Can design tools keep up?
Are we making software or pictures of it?
Earlier this week, Apple unveiled its newest design language: Liquid Glass. While I'm holding back from diving into the specifics of how good or accessible it might be, especially considering it's still in developer beta (and those are notoriously rough around the edges), one critical question stands out to me:
What does Liquid Glass mean for our current design tooling?
Liquid Glass isn't just about the familiar Gaussian blur effect we've seen before. This new design direction is fundamentally a shader, using intricate refractions and dynamic visuals.
Something we see is that whenever apple moves, specially in design, the market moves. I don't expect us to see glass everything everywhere but the notion that UI has a material quality to it is something I'm honestly looking forward to.
We're entering an era where smartphone processing power is no longer the limiting factor in UI design. Ngl, this felt impossible a few years ago when most smartphones couldn’t render 60fps animation. On the web tho this is already starting to become reality with tools like Rive, which allow designers to build motion, interactive components with runtime behaviors directly embedded into their products. This approach brings design and implementation together in a way that feels more like programming motion than illustrating it. Similarly, for game designers using engines like Unity, this level of physicality and real-time rendering has long been standard practice. The question is: are we seeing traditional product design tooling, the kind made for apps, SaaS, and mobile interfaces, beginning to converge with these more dynamic design paradigms? It sure looks like the lines are starting to blur (pun intended)

Still, there’s a real tension here. Tools like Figma might not be able to keep up with how dynamic and physical interfaces are getting. Half of twitter already has some mocks on how this could work but all of them, so far, fall a bit flat. Static mocks simply don't translate the tactile, responsive nature of shader-driven interfaces. Framer, perhaps due to its closer ties to actual implementation, might bridge this gap sooner.
This shift isn’t new honestly. What I’ve been writing about since Cursor became standard practice is that static click trough prototypes are obsolete and we have no reason to do it anymore.
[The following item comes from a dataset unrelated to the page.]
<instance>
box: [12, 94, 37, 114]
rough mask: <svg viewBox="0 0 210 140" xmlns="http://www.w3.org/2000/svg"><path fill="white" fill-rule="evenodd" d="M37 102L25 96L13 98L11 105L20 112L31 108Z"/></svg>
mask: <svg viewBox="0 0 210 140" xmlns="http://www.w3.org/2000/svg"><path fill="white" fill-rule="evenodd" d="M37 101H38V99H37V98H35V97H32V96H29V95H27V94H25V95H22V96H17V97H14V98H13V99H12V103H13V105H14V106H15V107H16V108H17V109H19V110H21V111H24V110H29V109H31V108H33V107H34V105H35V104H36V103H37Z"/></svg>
We are witnessing a necessary transformation, pushing tools towards real-time, interactive prototyping closer to actual product fidelity. And that’s a good thing.
The pace isn’t slowing. Cursor writes React an Three.js better everyday. v0 spits out live pages in seconds. Our current set of design tools is starting to feel like a waiting room. The next wave likely skips the artboard. Real software, not pictures of it. That’s where we’re heading.
What's left for us is to keep on building, stay sharp, and don’t get stuck worshipping the old tools.